Doug Rehrer started graduate school at Pittsburgh Theological Seminary in 1978.
“It was a fun time but you always had to be aware of your surroundings because you could end up in a very bad situation,” he said.
Rehrer is not talking about his religion classes.
“I got involved in the bar scene because my work-study fell through."
Almost every night, from 9 p.m. to 2 a.m. Rehrer worked at the Tender Trap, a gay bar located on South Highland Avenue in East Liberty. He could walk there from school.
“It was exhilarating," he said. "It was liberating.”
At the time, Rehrer needed a little liberation. A fellow student told Rehrer he was being targeted for homosexuality and asked Rehrer to formally come out to the school. Risking alienation, Rehrer wrote a letter to the administration and unfortunately, his identity was leaked.

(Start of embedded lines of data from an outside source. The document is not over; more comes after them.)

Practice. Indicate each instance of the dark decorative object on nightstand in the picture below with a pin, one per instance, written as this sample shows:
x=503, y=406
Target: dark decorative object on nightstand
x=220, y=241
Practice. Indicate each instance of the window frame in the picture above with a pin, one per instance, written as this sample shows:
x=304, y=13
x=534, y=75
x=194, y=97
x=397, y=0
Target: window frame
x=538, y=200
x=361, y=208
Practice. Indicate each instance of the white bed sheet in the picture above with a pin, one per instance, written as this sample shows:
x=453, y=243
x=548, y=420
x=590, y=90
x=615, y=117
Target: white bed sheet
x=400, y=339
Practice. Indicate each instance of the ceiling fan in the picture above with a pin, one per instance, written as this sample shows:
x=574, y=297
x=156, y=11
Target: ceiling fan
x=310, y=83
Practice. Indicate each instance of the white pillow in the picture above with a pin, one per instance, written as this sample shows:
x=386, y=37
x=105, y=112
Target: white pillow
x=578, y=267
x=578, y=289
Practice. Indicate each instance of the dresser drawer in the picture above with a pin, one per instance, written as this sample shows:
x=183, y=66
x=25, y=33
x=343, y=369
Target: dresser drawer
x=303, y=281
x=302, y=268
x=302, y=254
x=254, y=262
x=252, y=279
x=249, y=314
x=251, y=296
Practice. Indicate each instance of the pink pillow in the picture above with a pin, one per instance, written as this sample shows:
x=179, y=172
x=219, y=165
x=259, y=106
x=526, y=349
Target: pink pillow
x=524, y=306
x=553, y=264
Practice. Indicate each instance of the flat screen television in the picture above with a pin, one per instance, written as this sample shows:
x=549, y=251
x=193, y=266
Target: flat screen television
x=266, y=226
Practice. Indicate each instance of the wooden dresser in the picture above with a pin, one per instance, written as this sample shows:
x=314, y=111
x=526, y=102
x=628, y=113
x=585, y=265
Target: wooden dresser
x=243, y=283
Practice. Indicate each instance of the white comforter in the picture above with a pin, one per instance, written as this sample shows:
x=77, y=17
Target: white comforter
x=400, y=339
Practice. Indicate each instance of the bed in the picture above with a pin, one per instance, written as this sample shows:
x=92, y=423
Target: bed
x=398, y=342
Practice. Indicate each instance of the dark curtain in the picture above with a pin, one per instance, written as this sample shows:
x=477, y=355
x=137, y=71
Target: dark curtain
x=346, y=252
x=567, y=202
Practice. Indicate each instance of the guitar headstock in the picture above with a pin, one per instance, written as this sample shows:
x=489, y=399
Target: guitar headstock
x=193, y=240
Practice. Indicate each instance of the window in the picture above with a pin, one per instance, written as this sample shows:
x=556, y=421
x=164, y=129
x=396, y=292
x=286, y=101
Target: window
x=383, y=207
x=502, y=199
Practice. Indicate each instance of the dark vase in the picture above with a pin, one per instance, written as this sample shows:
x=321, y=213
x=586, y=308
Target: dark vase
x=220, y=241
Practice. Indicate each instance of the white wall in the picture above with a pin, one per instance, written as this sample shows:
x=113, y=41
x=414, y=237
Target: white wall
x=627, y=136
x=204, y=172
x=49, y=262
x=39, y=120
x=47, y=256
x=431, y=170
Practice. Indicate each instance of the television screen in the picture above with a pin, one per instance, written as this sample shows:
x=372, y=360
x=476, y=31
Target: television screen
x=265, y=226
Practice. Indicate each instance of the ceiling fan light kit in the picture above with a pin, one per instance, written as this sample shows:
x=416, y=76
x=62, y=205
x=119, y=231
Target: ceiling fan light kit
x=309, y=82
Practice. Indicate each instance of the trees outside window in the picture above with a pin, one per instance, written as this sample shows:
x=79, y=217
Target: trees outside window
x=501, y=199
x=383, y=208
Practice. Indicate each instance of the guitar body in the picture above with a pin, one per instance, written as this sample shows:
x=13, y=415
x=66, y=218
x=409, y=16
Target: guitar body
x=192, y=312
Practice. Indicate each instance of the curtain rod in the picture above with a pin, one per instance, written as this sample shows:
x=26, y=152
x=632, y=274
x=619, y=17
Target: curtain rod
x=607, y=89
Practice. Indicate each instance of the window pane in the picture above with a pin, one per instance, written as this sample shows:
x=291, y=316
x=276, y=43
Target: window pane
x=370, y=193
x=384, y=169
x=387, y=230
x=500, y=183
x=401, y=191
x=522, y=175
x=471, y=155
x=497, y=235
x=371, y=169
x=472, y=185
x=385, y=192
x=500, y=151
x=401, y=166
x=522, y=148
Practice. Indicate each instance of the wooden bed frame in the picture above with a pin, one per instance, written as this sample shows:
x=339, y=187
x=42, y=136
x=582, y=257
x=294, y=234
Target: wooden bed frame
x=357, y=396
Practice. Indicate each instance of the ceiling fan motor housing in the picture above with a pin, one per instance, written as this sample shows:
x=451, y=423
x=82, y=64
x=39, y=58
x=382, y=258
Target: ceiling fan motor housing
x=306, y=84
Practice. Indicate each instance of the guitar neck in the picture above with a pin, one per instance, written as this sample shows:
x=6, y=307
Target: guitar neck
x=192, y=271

“My life for the remainder of the school year was very interesting. They were stealing my food from the community kitchen; I would walk into a bathroom and they would just run out and it’s like, don’t flatter yourself,” he laughed.
Rehrer’s story is one of thousands collected by Harrison Apple, co-director of the Pittsburgh Queer History Project.
“What our project really tries to do is preserve a bygone era from the 1960s to the 1990s of all these LGBT individuals,” Apple said.
The project began as an undergraduate research fellowship at Carnegie Mellon University in the summer of 2012. A friend invited Apple to excavate an abandoned after-hours club in East Liberty. There he uncovered the remnants of a nearly extinct ecosystem of gay clubs and bars.
“It was a time capsule," he said. "There were drinks on the bar. Soda cans had been sitting there for so long that the acid had eaten through the aluminum. There were keys from an employee of the Nabisco baking company, clip-on earrings. I know every brand of cigarette somebody smoked at that club.”
The crux of the excavation was pulled from a found wallet: a membership card for Travelers, an after-hours club run by the fulcrum of the city’s LGBT community, said Apple.
“His name was Robert Johns, but everybody knew him as Lucky,” he said.
Lucky was a charmer. Openly gay, he worked at a series of bars around the city and developed a loyal following that helped him obtain a social club charter. All of Pittsburgh’s clubs, and there were hundreds of them — the Elks, the Moose, Veterans of Foreign Wars — required a charter to operate. A chartered club could obtain a liquor license to serve registered members and operate after hours.
“Anyone who’s ever tried to buy a six pack of beer in Pittsburgh will tell you our liquor codes are insane. And we used them to work to our advantage,” said Tim Haggerty, Apple’s adviser and director of the Humanities Scholars Program in CMU’s Dietrich College of Humanities and Social Sciences.
“These private clubs were built for what we think of as fraternal interests, and we were just a really big fraternity," Haggerty said. "What Lucky saw was a loophole through which one could have a gay club that would not be a public nuisance because of its private membership.”
Just 40 years ago, serving a drink to a gay person could be a criminal offense, and most club and bar patrons preferred a degree of anonymity, Rehrer said.
"Nobody ever used a last name," he said. "It was one of those things you forgot, just in case."
The private nature of the clubs allowed gay life to develop in relative safety, Haggerty said.
"Many of the people who went to these clubs were closeted, except for maybe the one or two nights a week where they went out to these clubs and had a gay identity," he said. "The world was different. And you negotiated that world differently."
Not everyone in Pittsburgh's gay community frequented the bars and clubs, said Apple, noting that people of color, women and trans women aren't well-represented in the photographs donated to the project.
"While faces may not end up in our photographic archive, it doesn't mean they're not there," he said. "There are these vacancies that we're starting to look at because those start to articulate the archive through their absence."
Haggerty added that the opportunities and access to be found in the gay community at the time were easier for men than for women, easier for white people than black people.
"The biases and prejudices of Pittsburgh repeat themselves in the gay world," he said. "It's not a utopian history."
As Pittsburgh entered economic decline, many in the city's working class gay community didn't join the era's out-migration. Instead — maybe alone, maybe behind a bar, maybe at a cruising spot — they found ways to survive within communities they'd been born into, in a society opposed to a central part of their identities. Apple is working to make this "twilight world" of Pittsburgh's history better known.
"A lot of these people are getting older, a lot of them are passing away," said Apple. "If we don't do this work it will likely never happen."